Now the fishin’s not like it used t’be,
I keep wond’rin’ if there’s a future for me.
Strugglin’ to keep m’nose out of debt -
So p’raps it don’t matter if there’s weed in the net.
Tourists come campin’ with tents and their dogs,
Shielas go topless, the blokes hit the grog.
With their yakkais, their nookies, their party’in on -
Don’t know why they even bother.
They all get snarly when they see m’haul
But forget the years I’ve put into it all.
To outsmart the bream with their canny ways
Is a trick partyin’ don’t teach yer.
Well I’m not educated in a posh-learnin’ style,
But to see that mob makes me smile.
By the seat o’ your pants is the learnin’ you'll get
When you’re tangled and strangled with weed in the net.
Chasin’ the bream in this estuary foam,
Takes me away from my family and home.
When loneliness creeps with the evening chill,
Muscat’s a warmin’ companion.
But I do like the life, and I do like the fish.
The freedom, the graftin’, it's all I could wish.

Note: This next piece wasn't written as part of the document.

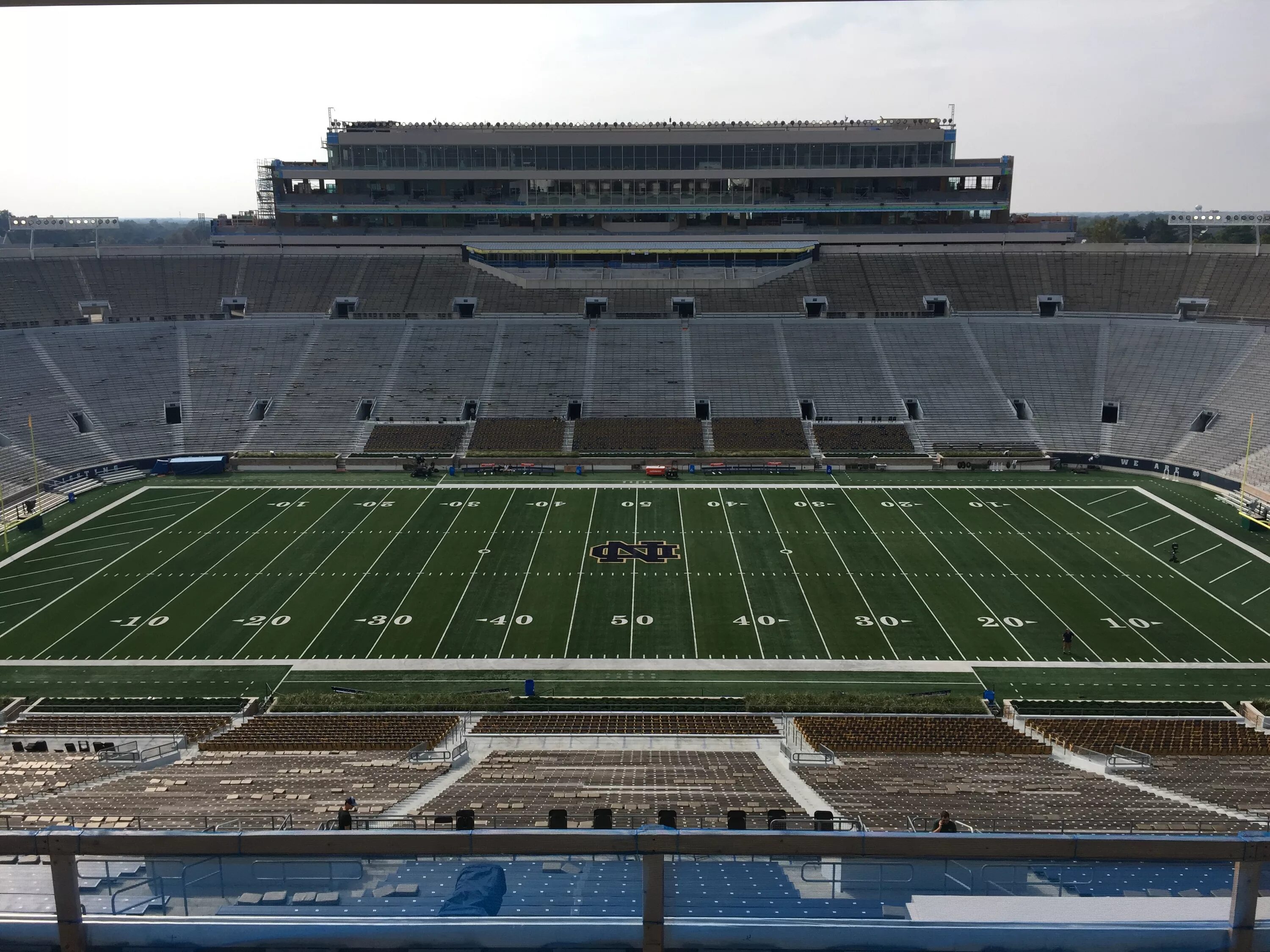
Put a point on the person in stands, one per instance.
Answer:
(345, 818)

It's the smell of the open, the spray in yer face,
And it’s breathin’ that makes life worth livin’.
Now I’ve finished the season with a decent pay cheque.
Back home to the missus, a beaut pain in the neck.
For now the good times are the best we’ll have yet
So to hell with the worry and the weed in the net.
Till the season’s open for another year.
I’ll have my old van and I’ll have all my gear.
My rusty old truck with the boat slung on top.
And I’ll camp once again by the shoreline . . . . . . .
Song of the Black Bream Fisherman: P. Gray
This song is about a vanishing breed on the south west coast of Western Australia. Commercial fishing is a big business but there are only a few spots, such as Stokes Inlet, on the margin where local knowledge can help a man survive. The ending tune by Bob Rummery came via an accordion loaned by Mark Tandy in Canberra. It has the title “three and a quarter inch mesh”.